Infinite Sets

Apr 2010
6
0
I am trying to prove why N x N x N is countable. N being the natural numbers. I am wondering how it needs to be changed from just N x N. Help!
 

Drexel28

MHF Hall of Honor
Nov 2009
4,563
1,566
Berkeley, California
I am trying to prove why N x N x N is countable. N being the natural numbers. I am wondering how it needs to be changed from just N x N. Help!
There are zillions of ways to do this.

The easiest is to notice that \(\displaystyle f:\mathbb{N}^3\to \mathbb{N}:n\mapsto 2^n3^n5^n\) is an injection. Why does that help?
 
Apr 2010
6
0
It means that it is one-to-one and the graph will hit all the natural numbers.... ?
 
Feb 2010
470
154
Since you have that NxN is countable, it follows that (NxN)xN is countable and that Nx(NxN) is countable. Just use these facts, for any sets S and T:

If S is equinumerous with R, then SxT is equinumerous with RxT.

If S is equinumerous with R, then TxS is equinumerous with TxR.

In fact, for any natural number k, by induction, we may infer that

Nx(N...xN) (i.e. "k number of times") is equinumerous with N
and
(N...xN)xN (i.e. "k number of times") is equinmumerous with N
 

Drexel28

MHF Hall of Honor
Nov 2009
4,563
1,566
Berkeley, California
Since you have that NxN is countable, it follows that (NxN)xN is countable and that Nx(NxN) is countable.

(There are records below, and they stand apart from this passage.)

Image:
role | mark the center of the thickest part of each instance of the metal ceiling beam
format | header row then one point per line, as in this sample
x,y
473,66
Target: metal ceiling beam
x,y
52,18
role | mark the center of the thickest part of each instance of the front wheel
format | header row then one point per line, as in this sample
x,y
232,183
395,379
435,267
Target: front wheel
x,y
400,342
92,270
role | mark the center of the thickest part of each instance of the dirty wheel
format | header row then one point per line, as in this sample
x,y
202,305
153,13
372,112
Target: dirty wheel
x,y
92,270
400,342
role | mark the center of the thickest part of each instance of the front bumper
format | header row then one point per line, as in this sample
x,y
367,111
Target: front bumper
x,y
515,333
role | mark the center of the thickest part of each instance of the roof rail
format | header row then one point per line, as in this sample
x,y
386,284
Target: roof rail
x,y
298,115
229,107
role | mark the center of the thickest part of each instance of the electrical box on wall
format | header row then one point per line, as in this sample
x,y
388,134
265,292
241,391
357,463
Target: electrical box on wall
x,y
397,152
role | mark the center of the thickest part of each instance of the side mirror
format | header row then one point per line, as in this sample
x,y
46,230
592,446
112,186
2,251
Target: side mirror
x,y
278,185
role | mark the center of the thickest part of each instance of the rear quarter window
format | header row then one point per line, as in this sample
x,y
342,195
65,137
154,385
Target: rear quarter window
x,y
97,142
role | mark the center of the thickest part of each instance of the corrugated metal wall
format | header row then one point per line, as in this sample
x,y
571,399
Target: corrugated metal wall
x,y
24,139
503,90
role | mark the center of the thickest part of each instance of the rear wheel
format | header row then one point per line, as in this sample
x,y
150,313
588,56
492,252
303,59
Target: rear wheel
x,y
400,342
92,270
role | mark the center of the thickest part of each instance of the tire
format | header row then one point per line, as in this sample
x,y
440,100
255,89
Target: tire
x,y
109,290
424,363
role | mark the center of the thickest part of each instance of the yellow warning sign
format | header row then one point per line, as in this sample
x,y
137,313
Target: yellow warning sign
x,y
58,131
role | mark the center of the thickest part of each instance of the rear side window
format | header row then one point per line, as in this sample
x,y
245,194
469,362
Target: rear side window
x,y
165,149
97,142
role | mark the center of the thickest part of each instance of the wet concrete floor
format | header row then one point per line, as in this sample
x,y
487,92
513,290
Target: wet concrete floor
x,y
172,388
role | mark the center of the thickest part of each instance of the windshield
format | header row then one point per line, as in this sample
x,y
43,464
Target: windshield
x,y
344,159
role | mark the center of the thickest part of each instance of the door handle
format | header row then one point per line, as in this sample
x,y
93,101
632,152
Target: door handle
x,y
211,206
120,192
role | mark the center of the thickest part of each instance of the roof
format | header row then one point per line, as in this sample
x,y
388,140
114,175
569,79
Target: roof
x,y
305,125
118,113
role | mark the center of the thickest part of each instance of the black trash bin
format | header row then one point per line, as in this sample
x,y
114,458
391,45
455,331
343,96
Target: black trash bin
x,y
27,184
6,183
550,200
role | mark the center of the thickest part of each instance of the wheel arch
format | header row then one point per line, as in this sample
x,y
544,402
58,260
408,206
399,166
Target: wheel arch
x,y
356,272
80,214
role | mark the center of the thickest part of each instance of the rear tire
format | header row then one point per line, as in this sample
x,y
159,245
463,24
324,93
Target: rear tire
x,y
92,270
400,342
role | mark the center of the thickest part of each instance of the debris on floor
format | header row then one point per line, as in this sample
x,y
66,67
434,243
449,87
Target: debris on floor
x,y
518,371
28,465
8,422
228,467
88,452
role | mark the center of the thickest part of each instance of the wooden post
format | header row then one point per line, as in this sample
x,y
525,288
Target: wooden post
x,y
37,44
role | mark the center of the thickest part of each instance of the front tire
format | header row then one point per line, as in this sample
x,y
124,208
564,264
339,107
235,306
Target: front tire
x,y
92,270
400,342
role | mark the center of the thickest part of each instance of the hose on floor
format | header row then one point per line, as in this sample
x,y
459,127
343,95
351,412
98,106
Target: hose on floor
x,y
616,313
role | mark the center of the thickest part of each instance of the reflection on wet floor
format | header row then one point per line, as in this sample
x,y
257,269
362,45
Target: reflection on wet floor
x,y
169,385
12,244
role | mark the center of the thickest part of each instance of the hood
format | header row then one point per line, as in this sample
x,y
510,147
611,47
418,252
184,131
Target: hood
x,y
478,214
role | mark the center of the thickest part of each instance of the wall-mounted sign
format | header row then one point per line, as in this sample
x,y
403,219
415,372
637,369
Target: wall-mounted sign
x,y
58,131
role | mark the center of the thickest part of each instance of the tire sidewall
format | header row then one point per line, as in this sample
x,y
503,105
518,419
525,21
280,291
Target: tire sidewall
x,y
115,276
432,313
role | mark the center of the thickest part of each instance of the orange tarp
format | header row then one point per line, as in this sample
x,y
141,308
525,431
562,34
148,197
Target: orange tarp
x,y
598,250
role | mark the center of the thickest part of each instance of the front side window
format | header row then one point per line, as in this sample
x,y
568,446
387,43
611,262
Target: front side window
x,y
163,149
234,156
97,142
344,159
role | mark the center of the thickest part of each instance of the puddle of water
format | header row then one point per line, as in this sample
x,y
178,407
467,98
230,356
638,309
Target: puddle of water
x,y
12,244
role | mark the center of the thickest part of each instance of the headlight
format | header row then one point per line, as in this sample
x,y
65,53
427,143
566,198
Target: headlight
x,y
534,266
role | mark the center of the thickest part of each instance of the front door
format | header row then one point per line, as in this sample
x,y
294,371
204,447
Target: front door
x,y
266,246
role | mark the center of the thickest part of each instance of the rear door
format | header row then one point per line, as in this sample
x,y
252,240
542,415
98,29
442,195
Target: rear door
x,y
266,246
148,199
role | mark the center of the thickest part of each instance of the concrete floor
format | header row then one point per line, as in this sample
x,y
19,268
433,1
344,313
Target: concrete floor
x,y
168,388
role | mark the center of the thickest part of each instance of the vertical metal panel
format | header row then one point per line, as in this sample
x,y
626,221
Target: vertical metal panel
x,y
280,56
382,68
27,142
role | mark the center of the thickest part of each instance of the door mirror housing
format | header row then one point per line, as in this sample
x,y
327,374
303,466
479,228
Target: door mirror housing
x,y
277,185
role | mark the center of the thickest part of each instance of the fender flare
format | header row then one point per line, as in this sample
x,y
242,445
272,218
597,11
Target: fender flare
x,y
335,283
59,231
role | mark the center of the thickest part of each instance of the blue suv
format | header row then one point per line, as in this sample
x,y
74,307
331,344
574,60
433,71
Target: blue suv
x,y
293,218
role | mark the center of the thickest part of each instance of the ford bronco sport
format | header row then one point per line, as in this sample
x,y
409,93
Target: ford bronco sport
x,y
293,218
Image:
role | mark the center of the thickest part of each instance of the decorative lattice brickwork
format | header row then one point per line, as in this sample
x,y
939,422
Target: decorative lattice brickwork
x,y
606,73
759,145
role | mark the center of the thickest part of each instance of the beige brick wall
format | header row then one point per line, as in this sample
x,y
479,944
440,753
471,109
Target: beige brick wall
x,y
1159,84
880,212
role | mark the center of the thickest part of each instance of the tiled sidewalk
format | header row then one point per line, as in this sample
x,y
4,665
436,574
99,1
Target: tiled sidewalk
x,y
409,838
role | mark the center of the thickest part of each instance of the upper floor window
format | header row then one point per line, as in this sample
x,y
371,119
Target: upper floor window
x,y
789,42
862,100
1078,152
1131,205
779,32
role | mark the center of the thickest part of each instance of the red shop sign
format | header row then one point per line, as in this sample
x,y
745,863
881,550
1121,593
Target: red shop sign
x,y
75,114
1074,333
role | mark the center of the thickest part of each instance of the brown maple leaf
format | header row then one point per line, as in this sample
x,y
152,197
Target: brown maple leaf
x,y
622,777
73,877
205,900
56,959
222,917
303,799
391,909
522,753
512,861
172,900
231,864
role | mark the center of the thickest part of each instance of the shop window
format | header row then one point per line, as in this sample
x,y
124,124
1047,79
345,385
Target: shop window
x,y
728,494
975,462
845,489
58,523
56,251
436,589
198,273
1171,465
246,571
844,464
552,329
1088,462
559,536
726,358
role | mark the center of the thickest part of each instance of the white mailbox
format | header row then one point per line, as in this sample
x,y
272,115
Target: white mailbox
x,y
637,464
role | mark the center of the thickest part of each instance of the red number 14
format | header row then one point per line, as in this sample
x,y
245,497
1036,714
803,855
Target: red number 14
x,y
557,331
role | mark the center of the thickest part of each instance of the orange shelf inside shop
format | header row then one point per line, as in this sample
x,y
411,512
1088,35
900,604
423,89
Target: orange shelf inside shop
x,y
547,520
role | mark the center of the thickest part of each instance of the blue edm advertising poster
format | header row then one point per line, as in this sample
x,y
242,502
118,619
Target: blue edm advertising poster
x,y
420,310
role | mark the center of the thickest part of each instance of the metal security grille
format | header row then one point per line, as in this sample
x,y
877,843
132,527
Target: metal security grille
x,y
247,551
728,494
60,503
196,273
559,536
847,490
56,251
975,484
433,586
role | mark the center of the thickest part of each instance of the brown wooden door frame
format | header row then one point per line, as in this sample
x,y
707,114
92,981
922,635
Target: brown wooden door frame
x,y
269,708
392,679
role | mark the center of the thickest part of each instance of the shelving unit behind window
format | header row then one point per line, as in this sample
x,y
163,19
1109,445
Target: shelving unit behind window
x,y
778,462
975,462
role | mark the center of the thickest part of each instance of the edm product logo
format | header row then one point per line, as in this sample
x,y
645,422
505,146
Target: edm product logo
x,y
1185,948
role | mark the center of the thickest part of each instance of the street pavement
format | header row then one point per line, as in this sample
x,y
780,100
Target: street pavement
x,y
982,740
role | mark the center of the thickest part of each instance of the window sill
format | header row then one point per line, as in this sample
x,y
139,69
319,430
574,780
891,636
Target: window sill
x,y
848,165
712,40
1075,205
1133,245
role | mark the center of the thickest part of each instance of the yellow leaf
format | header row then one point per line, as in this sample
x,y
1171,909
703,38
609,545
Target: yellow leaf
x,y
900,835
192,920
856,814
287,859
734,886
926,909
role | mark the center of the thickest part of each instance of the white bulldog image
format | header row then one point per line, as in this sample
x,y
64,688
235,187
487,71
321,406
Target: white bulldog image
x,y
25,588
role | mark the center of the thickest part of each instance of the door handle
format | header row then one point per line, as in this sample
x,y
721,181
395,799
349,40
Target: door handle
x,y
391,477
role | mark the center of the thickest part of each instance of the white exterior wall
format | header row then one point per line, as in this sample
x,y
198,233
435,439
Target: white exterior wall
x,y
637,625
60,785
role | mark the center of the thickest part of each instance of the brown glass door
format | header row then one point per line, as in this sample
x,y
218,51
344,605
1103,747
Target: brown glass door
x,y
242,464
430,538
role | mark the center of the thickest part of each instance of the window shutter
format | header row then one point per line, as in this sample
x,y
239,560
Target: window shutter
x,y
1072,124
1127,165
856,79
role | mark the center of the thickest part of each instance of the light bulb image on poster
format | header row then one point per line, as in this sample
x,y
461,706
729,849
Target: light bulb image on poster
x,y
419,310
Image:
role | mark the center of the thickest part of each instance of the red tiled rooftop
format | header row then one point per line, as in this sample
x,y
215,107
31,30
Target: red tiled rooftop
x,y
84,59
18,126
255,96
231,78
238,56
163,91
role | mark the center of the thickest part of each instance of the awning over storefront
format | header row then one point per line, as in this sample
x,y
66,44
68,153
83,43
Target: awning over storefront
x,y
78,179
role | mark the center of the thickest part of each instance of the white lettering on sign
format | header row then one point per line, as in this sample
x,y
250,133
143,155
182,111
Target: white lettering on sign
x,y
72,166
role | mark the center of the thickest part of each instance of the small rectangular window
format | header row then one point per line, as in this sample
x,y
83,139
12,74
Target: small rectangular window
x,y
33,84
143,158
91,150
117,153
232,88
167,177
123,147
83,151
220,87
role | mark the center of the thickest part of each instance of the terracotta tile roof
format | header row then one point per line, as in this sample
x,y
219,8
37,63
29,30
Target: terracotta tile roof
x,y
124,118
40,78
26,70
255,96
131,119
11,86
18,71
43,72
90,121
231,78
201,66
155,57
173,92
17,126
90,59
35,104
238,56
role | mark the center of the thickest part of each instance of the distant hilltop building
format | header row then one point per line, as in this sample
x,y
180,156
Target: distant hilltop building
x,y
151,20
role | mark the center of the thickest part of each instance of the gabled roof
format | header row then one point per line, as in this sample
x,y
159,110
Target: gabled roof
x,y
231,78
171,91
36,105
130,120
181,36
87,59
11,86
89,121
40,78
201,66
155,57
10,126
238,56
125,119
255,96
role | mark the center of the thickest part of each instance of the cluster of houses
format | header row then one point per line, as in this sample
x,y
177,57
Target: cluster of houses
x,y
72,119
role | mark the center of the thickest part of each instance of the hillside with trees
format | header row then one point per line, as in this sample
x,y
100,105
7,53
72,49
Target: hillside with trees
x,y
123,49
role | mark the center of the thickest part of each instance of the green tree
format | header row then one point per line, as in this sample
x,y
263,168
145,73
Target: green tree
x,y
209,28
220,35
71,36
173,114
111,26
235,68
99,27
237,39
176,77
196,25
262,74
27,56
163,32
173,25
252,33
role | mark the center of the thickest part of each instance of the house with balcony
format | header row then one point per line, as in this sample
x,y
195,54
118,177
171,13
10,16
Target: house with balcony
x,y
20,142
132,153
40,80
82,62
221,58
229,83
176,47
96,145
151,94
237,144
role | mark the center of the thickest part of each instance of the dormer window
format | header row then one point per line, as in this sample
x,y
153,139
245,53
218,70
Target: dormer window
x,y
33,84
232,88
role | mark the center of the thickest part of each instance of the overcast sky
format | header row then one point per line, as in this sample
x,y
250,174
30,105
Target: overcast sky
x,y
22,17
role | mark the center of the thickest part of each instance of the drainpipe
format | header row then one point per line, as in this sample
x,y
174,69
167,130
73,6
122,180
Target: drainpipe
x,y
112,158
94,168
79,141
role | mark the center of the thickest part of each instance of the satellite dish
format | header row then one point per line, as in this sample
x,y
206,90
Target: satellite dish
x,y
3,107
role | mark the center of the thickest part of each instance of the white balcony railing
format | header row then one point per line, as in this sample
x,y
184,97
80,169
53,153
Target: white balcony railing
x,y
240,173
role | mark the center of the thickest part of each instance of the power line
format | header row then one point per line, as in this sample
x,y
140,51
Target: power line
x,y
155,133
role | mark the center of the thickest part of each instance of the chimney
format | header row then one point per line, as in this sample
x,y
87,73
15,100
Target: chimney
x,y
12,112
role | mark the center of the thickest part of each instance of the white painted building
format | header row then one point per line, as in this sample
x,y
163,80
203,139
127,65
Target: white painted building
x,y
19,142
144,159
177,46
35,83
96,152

Just use these facts, for any sets S and T:

If S is equinumerous with R, then SxT is equinumerous with RxT.

If S is equinumerous with R, then TxS is equinumerous with TxR.

In fact, for any natural number k, by induction, we may infer that

Nx(N...xN) (i.e. "k number of times") is equinumerous with N
and
(N...xN)xN (i.e. "k number of times") is equinmumerous with N
But isn't proving these facts the point of the exercise then? I know you know why they are correct, but does the OP?

Of course:

If you have that \(\displaystyle \left\{f_\alpha\right\}_{\alpha\in\mathcal{A}}\) is a set of bijections from the corresponding \(\displaystyle \left\{U_\alpha\right\}_{\alpha\in\mathcal{A}}\) to the corresponding \(\displaystyle \left\{V_\alpha\right\}_{\alpha\in\mathcal{A}}\) then \(\displaystyle \prod_{\alpha\in\mathcal{A}}f_\alpha:\prod_{\alpha\in\mathcal{A}}U_\alpha\to\prod_{\alpha\in\mathcal{A}}V_\alpha:\prod_{\alpha\in\mathcal{A}}\{x_\alpha\}\mapsto\prod_{\alpha\in\mathcal{A}}\left\{f_\alpha(x_\alpha)\right\}\) is a bijection. Or, for just the two case that MoeBlee stated just take \(\displaystyle f_1\times f_2:U_1\times U_2\to V_1\times V_2:(x_1,x_2)\mapsto (f_1(x_1),f_2(x_2))\)

Prove it!
 
Feb 2010
470
154
Yes, it is always a question: What theorems have been proven previous to the stated exercise?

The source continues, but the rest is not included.